Ces taux sont d’autant plus faibles que l’inflation est plus forte que dans le passé. Cette situation devrait favoriser l’investissement.

Les ménages français : 11 500 milliards d’euros de patrimoine

Selon l’INSEE, en  2017, le patrimoine net des ménages a atteint 11 494 milliards d’euros, soit 8,5 fois leur revenu disponible net de l’année.

En 2017, il a progressé de 3,8 % grâce à la bonne tenue de l’immobilier et des placements financiers.; En 2016, la hausse était de  3,0 % .

Pour les deux tiers ce patrimoine est constitué de biens immobiliers dont la valeur a augmenté en 2017 de 3,3 %, après + 2,9 % en 2016. Cette accélération reflète à la fois celle du prix des logements anciens (+ 3,3 %) et le dynamisme de la construction neuve. Au total, le patrimoine non financier des ménages s’accroît de 3,5 % en 2017 pour s’établir à 7 679 milliards d’euros. Plus forte que celle de l’an passé (+ 3,0 %), cette hausse est aussi supérieure à la moyenne des dix années précédentes (+ 2,4 % par an entre 2005 et 2015.
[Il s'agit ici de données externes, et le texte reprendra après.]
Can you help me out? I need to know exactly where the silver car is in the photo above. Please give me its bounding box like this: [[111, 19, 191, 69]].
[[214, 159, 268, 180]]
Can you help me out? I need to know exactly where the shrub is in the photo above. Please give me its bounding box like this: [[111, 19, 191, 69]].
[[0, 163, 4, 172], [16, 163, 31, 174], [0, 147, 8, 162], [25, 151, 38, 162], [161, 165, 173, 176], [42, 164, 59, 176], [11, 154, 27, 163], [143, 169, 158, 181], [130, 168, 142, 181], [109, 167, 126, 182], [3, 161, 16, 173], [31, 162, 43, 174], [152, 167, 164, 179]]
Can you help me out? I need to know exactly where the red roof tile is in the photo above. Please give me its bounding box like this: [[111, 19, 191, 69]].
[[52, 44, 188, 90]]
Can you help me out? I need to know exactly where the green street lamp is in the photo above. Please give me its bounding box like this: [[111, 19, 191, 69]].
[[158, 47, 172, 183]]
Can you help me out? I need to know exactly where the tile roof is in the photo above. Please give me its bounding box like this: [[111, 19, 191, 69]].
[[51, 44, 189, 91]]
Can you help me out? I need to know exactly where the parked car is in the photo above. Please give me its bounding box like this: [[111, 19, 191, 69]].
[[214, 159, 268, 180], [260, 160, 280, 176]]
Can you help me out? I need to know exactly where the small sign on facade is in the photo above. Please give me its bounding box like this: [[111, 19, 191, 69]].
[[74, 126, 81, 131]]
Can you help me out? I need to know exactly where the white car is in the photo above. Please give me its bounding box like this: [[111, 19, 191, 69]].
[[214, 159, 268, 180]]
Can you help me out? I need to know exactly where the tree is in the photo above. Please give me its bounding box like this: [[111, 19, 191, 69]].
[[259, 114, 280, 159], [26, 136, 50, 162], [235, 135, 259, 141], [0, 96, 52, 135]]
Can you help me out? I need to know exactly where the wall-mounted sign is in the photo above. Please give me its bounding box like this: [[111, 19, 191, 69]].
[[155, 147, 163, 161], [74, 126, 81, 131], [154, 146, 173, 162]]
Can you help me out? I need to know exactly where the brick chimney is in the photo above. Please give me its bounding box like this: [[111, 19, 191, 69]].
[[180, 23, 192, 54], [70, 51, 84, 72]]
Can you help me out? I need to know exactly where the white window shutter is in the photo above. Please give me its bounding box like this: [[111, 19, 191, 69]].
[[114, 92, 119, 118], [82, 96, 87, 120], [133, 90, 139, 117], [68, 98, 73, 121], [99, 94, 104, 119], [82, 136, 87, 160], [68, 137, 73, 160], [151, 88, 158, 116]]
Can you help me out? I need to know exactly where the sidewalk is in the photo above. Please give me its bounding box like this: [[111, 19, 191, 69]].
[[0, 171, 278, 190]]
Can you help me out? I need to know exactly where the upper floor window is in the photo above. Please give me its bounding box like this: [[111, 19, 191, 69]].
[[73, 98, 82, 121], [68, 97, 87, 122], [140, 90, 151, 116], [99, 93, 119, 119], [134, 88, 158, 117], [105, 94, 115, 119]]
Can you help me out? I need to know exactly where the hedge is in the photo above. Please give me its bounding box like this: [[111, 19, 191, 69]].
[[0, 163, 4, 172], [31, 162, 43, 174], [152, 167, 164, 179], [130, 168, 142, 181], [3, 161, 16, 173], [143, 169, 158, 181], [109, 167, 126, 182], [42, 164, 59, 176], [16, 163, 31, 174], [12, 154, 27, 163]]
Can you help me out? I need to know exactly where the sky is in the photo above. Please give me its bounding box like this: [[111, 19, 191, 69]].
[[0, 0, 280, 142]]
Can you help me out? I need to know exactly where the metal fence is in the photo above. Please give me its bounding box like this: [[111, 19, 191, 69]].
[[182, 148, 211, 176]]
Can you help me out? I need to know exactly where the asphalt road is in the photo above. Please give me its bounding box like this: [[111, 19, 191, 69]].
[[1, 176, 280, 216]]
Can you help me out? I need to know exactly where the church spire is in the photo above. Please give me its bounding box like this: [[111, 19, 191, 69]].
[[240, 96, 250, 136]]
Le tiers restant est constitué de placements financiers. Les ménages continuent de privilégier les placements bancaires. L’encours en numéraire et dépôts progresse ainsi de 4,6 %, après + 4,1 % en 2016. D’une part, les ménages préfèrent les placements en livrets aux placements à risque. Les ménages laissent de plus en plus d’argent sur leurs comptes courants.

 L’encours des titres de créance détenus par les ménages diminue assez fortement en 2017 (– 12,5 % après – 3,8 %) dans un environnement de taux bas. La détention d’actions et de parts de fonds d’investissement a augmenté de 8,1 % après + 4,9 %), traduisant un effet prix : l’indice boursier SBF 120 se revalorise de 10,8 % (après + 4,7 %).
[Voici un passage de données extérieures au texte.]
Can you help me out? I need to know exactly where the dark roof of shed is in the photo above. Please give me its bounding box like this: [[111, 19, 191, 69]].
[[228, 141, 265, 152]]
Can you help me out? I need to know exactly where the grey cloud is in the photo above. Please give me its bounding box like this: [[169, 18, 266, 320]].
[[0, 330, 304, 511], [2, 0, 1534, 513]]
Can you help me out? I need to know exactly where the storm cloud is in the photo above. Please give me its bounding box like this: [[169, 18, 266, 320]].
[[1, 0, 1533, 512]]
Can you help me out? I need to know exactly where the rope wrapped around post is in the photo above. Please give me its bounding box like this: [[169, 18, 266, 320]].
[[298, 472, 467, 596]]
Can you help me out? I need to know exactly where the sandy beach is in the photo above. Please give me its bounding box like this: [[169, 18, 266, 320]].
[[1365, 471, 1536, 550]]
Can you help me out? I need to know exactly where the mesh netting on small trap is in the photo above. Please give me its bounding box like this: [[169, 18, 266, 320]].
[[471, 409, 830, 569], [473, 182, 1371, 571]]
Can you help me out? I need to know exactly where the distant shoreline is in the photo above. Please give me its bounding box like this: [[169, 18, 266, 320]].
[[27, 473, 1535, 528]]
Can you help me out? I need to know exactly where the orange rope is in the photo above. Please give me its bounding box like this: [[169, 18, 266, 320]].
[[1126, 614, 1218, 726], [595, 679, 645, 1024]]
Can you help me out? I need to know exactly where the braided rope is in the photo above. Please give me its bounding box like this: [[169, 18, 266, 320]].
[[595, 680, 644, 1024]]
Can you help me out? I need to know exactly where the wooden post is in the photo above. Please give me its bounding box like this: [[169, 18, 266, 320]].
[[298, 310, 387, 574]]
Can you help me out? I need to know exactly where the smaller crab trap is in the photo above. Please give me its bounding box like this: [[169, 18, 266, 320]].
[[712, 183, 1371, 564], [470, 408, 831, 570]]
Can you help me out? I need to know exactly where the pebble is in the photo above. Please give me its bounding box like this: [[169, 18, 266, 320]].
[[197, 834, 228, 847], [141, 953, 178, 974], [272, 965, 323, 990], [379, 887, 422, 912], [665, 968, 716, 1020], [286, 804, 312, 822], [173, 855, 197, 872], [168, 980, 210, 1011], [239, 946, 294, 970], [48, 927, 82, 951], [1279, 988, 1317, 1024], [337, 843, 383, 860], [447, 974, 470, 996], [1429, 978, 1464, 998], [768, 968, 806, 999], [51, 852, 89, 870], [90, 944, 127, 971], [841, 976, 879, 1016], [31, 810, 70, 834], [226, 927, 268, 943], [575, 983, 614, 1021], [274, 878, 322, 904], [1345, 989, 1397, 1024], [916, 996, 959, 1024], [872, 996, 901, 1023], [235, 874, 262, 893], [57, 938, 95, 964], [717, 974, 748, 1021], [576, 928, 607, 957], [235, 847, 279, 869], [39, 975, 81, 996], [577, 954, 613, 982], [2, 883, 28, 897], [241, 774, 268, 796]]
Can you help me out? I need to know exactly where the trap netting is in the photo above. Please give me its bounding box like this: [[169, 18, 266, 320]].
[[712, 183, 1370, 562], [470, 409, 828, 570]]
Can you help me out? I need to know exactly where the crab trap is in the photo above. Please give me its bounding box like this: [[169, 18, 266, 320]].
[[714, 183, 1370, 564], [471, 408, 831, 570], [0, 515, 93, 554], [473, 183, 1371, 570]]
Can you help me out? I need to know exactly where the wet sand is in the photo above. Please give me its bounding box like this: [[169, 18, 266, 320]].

À l’opposé, les placements des ménages en assurance-vie avaient faiblement augmenté en 2017 + 1,4 % en 2017, après + 2,2 % en 2016. Au total, les actifs financiers des ménages progressent de 4,4 %, après + 3,4 %.

Au passif, l’encours de crédits croît de 5,4 %, après + 4,3 % en 2016, du fait de forte progression du nombre de transactions immobilières.

En décomptant les emprunts, le patrimoine financier net des ménages a augmenté de  4,4 % en 2017 après + 2,9 % en 2016.

Près de 67 millions d’habitants

Au 1er janvier 2019, la France comptait 66 993 000 habitant. 64 812 000 résident en métropole et 2 181 000 dans les départements d’outre-mer. La croissance de la population continue à ralentir. Elle n’a été que de 0,3 % en 2018 contre 0,4 % en 2014 et 0,5 % entre 2008 et 2013.

Au 1er janvier 2018, la France représente 13 % de la population de l’Union européenne (UE). Elle en est le deuxième pays le plus peuplé derrière l’Allemagne (82,9 millions d’habitants). Sept habitants de l’UE sur dix vivent dans les six pays les plus peuplés : Allemagne, France, Royaume- Uni, Italie, Espagne et Pologne. Le Royaume-Uni a gagné le plus d’habitants en 2017 (+ 429 000 habitants), sa population atteint 66,2 millions en 2018. L’Allemagne a gagné 328 000 habitants malgré un solde naturel déficitaire (– 148 000, l’avant-dernier de l’Union). A contrario, neuf pays européens perdent de la population. Ainsi, la Roumanie perd 121 000 habitants en 2017, et l’Italie 105 000, compte tenu de son solde naturel négatif de 191 000 personnes, le plus déficitaire de l’Union.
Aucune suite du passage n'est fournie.